Elixir's assumptions:
First make an installation of Elixir by following the above instructions.
See the projects
subdirectory for projects that are already supported.
Once Elixir works for at least one project, it's time to clone the git repository for the project you want to support:
cd /srv/git git clone --bare https://github.com/zephyrproject-rtos/zephyr
After doing this, you may also reference and fetch remote branches for this project,
for example corresponding to the stable
tree for the Linux kernel (see the
instructions for Linux earlier in this document).
Now, in your LXR_PROJ_DIR
directory, create a new directory for the
new project:
cd $LXR_PROJ_DIR mkdir -p zephyr/data ln -s /srv/git/zephyr.git repo export LXR_DATA_DIR=$LXR_PROJ_DIR/data export LXR_REPO_DIR=$LXR_PROJ_DIR/repo
Now, go back to the Elixir sources and test that tags are correctly extracted:
./script.sh list-tags
Depending on how you want to show the available versions on the Elixir pages,
you may have to apply substitutions to each tag string, for example to add
a v
prefix if missing, for consistency with how other project versions are
shown. You may also decide to ignore specific tags. All this can be done
by redefining the default list_tags()
function in a new projects/<projectname>.sh
file. Here's an example (projects/zephyr.sh
file):
list_tags() { echo "$tags" | grep -v '^zephyr-v' }
Note that <project_name>
must match the name of the directory that
you created under LXR_PROJ_DIR
.
The next step is to make sure that versions are classified as you wish
in the version menu. This classification work is done through the
list_tags_h()
function which generates the output of the ./scripts.sh list-tags -h
command. Here's what you get for the Linux project:
v4 v4.16 v4.16 v4 v4.16 v4.16-rc7 v4 v4.16 v4.16-rc6 v4 v4.16 v4.16-rc5 v4 v4.16 v4.16-rc4 v4 v4.16 v4.16-rc3 v4 v4.16 v4.16-rc2 v4 v4.16 v4.16-rc1 ...
The first column is the top level menu entry for versions. The second one is the next level menu entry, and the third one is the actual version that can be selected by the menu. Note that this third entry must correspond to the exact name of the tag in git.

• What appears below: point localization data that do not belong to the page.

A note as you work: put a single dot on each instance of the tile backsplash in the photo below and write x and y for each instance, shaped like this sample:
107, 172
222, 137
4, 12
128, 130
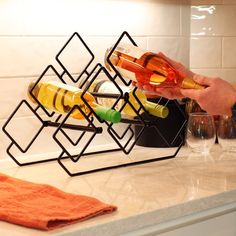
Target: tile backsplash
213, 38
199, 34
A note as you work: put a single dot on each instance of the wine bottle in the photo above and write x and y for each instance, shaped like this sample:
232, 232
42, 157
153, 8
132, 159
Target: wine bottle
146, 67
104, 86
60, 97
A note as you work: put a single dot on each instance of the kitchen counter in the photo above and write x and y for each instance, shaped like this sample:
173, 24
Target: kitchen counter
154, 197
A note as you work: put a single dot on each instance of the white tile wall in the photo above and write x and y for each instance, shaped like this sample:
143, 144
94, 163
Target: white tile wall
213, 38
32, 32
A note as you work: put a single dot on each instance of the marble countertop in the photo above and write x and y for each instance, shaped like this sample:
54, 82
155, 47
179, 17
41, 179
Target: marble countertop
145, 194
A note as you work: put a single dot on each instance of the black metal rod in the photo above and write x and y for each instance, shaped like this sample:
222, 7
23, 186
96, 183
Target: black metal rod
74, 127
106, 95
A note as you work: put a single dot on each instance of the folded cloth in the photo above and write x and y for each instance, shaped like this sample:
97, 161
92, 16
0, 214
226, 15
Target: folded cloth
43, 206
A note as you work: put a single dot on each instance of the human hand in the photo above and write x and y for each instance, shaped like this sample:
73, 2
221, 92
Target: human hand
217, 98
169, 93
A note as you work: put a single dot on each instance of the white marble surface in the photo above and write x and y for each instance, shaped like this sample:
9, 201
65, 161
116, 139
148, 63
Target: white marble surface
145, 195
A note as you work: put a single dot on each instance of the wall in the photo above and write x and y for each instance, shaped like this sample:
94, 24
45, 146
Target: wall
213, 38
32, 32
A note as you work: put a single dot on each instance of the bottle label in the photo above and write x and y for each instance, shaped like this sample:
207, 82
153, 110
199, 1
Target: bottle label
110, 88
63, 86
127, 74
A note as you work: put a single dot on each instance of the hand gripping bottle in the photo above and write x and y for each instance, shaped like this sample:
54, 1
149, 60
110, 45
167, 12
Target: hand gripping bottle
147, 67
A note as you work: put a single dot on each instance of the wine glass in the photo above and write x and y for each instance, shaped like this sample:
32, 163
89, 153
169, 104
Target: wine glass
200, 134
226, 133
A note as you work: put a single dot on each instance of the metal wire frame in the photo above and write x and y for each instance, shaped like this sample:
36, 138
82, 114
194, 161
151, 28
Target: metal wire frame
60, 126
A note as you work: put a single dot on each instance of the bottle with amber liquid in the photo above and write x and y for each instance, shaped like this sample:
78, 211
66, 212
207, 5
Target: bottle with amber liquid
146, 67
105, 86
61, 98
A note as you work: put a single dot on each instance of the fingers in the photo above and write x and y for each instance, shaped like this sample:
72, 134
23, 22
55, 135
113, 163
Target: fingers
203, 80
191, 93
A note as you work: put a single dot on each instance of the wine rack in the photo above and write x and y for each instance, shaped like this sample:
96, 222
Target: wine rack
61, 122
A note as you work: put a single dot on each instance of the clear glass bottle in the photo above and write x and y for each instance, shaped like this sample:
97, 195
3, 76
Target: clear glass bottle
60, 97
149, 68
107, 87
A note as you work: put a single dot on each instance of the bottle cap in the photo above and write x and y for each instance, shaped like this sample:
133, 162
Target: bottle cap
156, 109
108, 114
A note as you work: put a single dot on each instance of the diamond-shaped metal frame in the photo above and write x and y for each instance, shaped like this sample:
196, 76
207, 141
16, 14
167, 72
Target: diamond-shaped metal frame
128, 134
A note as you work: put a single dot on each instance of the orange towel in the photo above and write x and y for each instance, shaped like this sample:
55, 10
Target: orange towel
45, 207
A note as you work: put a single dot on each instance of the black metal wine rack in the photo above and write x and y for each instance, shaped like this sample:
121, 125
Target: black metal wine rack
60, 122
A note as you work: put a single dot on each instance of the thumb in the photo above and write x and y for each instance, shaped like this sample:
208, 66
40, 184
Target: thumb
191, 93
203, 80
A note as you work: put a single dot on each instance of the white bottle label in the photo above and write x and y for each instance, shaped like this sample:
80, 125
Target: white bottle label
110, 88
64, 86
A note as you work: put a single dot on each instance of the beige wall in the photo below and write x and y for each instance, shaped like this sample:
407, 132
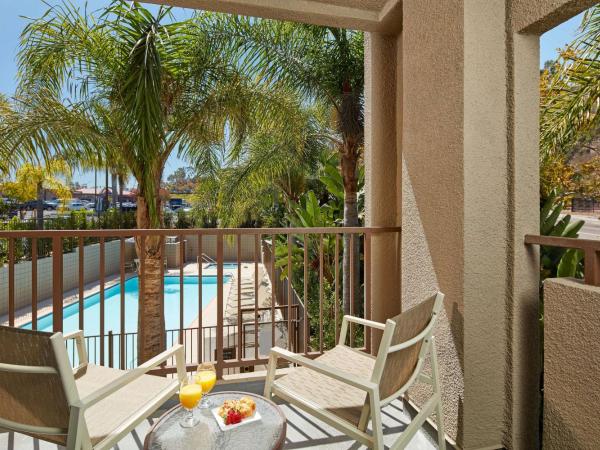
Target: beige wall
571, 362
432, 183
381, 154
70, 274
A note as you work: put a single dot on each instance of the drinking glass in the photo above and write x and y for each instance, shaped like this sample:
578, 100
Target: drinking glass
190, 394
206, 376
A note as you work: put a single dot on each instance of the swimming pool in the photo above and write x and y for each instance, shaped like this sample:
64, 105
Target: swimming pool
226, 266
112, 307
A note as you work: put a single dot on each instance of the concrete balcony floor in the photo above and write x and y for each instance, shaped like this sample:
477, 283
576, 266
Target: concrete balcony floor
303, 430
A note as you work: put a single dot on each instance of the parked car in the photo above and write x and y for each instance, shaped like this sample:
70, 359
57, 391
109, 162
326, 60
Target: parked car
127, 206
72, 205
50, 205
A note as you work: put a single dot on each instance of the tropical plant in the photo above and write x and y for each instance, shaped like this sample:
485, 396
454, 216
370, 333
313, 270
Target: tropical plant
272, 165
320, 63
559, 262
570, 91
32, 180
161, 85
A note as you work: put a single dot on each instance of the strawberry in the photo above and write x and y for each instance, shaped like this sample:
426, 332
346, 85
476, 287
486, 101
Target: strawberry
233, 417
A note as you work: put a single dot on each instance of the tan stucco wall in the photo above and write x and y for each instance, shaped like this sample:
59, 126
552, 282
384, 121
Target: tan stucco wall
571, 364
432, 183
539, 16
381, 190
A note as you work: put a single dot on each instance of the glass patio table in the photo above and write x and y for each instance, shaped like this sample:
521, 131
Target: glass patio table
267, 433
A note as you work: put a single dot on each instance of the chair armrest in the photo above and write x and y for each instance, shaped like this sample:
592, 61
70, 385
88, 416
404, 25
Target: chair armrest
81, 351
332, 372
358, 320
368, 323
131, 375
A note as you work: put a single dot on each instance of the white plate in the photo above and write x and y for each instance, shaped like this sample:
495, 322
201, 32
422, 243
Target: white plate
215, 411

If the default behavior is not what you want, you will have
to customize the list_tags_h
function.
You should also make sure that Elixir properly identifies the most recent versions:
./script.sh get-latest
If needed, customize the get_latest()
function.
If you want to enable support for compatible
properties in Devicetree files,
add dts_comp_support=1
at the beginning of projects/<projectname>.sh
.
You are now ready to generate Elixir's database for your new project:
./update.py
You can then check that Elixir works through your http server.
== Coding style
If you wish to contribute to Elixir's Python code, please follow the https://www.python.org/dev/peps/pep-0008/[official coding style for Python].
== How to send patches
The best way to share your contributions with us is to https://github.com/bootlin/elixir/pulls[file a pull request on GitHub].
= Automated testing
Elixir includes a simple test suite in t/
. To run it,
from the top-level Elixir directory, run:
prove
The test suite uses code extracted from Linux v5.4 in t/tree
.
== Licensing of code in t/tree
The copied code is licensed as described in the https://git.kernel.org/pub/scm/linux/kernel/git/torvalds/linux.git/plain/COPYING[COPYING] file included with
Linux. All the files copied carry SPDX license identifiers of GPL-2.0+
or
GPL-2.0-or-later
. Per https://www.gnu.org/licenses/gpl-faq.en.html#AllCompatibility[GNU's compatibility table], GPL 2.0+ code can be used
under GPLv3 provided the combination is under GPLv3. Moreover, https://www.gnu.org/licenses/license-list.en.html#AGPLv3.0[GNU's overview
of AGPLv3] indicates that its terms "effectively consist of the terms of GPLv3"
plus the network-use paragraph. Therefore, the developers have a good-faith
belief that licensing these files under AGPLv3 is authorized. (See also https://github.com/Freemius/wordpress-sdk/issues/166#issuecomment-310561976[this
issue comment] for another example of a similar situation.)
= License
Elixir is copyright (c) 2017--2020 its contributors. It is licensed AGPLv3.
See the COPYING
file included with Elixir for details.